Without this, you get “mixed Tensor and DTensor” errors at the residual add. With it, DTensor metadata is restored and the rest of the block flows correctly.

Meta-device init¶

When TP is active, the model is built on torch.device("meta") first — no storage is allocated yet. apply_tensor_parallel wraps the (still-meta) parameters as DTensors, then apply_fsdp2 further shards them, and only model.to_empty(device=device) allocates real storage afterward.

The sequence is in FSDP2 § Application order.

Head divisibility¶

n_heads % tp == 0 and n_kv_heads % tp == 0 are required — ColwiseParallel splits heads evenly across TP ranks, and uneven splits are rejected.

For Llama-3 70B (n_heads=64, n_kv_heads=8), tp must be in {1, 2, 4, 8} — and tp=8 means 1 KV head per TP rank, which is usually where the GQA sharing stops paying off.

See Validation rules § Tensor-parallel head divisibility.

TP across vs within nodes¶

Within a node (NVLink): TP’s all-gathers and reduce-scatters are on 900 GB/s links — fast enough to overlap with compute.
Across nodes (InfiniBand): TP over IB is slow; you’ll see it in the MFU numbers as soon as tp > GPUs_per_node.

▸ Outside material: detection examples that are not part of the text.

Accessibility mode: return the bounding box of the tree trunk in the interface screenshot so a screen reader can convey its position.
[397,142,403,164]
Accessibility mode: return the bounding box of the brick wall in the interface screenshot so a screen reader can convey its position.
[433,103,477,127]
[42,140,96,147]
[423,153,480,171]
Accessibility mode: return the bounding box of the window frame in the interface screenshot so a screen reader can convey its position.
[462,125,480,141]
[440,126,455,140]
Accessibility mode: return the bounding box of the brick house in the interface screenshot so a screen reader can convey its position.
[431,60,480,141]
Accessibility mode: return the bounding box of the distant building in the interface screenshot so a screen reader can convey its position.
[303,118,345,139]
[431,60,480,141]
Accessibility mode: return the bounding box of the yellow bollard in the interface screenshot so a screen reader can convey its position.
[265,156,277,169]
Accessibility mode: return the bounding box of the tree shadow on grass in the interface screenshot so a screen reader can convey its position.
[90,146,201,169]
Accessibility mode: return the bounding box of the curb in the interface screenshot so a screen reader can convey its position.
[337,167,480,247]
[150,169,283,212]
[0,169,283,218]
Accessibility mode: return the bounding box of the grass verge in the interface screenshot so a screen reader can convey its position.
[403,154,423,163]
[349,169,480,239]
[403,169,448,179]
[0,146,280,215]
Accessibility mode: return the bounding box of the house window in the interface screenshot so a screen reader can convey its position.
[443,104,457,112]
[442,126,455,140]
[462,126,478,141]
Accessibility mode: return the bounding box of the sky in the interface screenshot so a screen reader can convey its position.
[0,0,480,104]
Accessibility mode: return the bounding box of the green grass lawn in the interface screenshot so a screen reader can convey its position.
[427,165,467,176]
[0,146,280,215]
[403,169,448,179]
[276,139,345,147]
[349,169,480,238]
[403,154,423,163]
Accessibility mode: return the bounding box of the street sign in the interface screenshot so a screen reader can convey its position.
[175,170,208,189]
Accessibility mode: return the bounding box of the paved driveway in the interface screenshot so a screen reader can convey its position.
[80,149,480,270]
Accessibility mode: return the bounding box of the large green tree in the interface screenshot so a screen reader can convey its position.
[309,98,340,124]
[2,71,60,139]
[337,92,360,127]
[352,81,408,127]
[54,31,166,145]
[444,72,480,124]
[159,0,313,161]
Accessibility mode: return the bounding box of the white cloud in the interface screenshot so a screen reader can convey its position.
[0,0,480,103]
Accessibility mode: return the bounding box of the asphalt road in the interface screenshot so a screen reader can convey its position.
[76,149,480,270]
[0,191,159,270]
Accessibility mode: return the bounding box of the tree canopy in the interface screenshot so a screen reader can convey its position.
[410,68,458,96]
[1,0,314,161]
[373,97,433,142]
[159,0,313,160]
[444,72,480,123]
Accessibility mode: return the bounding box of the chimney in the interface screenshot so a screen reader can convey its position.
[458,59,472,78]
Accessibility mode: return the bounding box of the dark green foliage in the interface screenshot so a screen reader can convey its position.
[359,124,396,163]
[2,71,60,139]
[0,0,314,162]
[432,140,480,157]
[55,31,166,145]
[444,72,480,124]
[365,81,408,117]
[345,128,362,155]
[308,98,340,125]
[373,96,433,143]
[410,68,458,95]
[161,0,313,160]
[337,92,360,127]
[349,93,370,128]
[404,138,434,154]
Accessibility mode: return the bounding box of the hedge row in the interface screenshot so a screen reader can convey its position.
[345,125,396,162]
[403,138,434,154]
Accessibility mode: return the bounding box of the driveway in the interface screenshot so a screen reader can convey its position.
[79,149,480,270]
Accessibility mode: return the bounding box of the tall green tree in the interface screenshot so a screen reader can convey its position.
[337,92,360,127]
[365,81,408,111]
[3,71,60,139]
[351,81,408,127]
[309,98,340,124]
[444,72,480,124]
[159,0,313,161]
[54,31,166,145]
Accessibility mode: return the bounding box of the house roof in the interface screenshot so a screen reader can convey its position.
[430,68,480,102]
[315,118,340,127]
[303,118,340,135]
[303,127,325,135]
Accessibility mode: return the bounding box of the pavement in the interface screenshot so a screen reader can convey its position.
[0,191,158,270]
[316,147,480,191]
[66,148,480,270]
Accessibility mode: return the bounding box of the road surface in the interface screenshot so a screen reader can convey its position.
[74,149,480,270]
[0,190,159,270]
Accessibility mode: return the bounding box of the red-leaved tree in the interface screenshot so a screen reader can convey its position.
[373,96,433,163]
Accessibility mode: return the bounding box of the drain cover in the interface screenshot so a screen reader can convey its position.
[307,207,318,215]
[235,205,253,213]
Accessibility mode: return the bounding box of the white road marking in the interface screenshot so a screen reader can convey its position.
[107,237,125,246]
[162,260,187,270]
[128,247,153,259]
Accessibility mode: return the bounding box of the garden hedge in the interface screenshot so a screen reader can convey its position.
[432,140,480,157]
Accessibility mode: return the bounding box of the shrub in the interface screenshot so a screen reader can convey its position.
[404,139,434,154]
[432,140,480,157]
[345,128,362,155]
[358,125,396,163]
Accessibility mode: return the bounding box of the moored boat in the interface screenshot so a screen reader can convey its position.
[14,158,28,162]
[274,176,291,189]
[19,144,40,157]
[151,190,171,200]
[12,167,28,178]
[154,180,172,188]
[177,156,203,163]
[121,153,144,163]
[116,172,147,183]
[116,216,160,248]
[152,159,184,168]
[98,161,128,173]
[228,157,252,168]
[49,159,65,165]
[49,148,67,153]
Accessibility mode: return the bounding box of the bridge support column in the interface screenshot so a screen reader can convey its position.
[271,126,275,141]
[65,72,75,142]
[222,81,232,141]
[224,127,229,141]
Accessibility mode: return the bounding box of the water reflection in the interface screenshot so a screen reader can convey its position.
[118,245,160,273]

Shipped recipes keep tp ≤ 4 (single-node TP on 4×H200 per node) — see Parallelism recipes.

When to use TP¶

Situation	Use TP?
FSDP alone fits	No — at 7B on 4 GPUs, `tp=4` loses ~18 MFU points vs pure FSDP
`n_layers` blocks FSDP (e.g. 70B on 32 GPUs)	Yes — memory forces it
Need to shard attention weights (huge `dim`, few layers)	Yes
MoE	Yes, for attention only — TP on experts is replaced by EP

The rule of thumb and supporting benchmarks are in Parallelism recipes § Choosing a parallelism combination.